Sometimes I go into a liquor store, and I know exactly what I want. Other times, I know roughly how much I want to spend. When I visited the Party Source with a fellow blogger back in September, neither of these were true.
I was in Kentucky to stock up for a few months of blog posts, see some friends and drink some bourbon. And when we made plans to visit the Party Source, I knew I would probably be picking up a few things that I had on the list to bring home. I figured this would be a good time to get some of the non-limited, everyday items out of the way. What I didn't expect to do was get so carried away with tossing things into the cart that I didn't bother to read the labels...either that or I was too busy chatting and wasn't paying close attention. In any case, I found myself with two miniature bottles of Kentucky Gentleman in my cart.

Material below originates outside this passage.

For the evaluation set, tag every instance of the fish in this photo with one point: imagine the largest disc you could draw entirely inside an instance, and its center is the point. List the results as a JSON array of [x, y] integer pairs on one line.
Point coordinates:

Now if you know what Kentucky Gentleman is, you are probably wondering what could have caused me to pick that up? To you I will say, please see above. If you don't know what Kentucky Gentleman is, be assured you are not alone. I knew it was a cheap whiskey brand and I knew that it probably wasn't worth buying a full bottle of.
It turns out that Kentucky Gentleman is not a bourbon. It is: "A Blend of Kentucky Straight Bourbon Whiskey and Spirits from the Finest Grains." In other words, it's bourbon mixed with neutral grain spirits (NGS or as it is more commonly known unfiltered vodka). It's an American-style Blended Whiskey made from 51% three-year-old bourbon and 49% NGS. And to be honest, it's the first one I've reviewed and possibly the first one I've had since I got serious about whiskey.
So...yay? There's learning to be done here.
Purchase info: $0.99 for a 50 mL at the Party Source, Bellevue, KY.
Details: 51% three-year-old bourbon and 49% neutral grain spirits.
Nose: Delicate with light mint and faint baking spices.
Mouth: Flat in the mouth with faint mint and baking spices.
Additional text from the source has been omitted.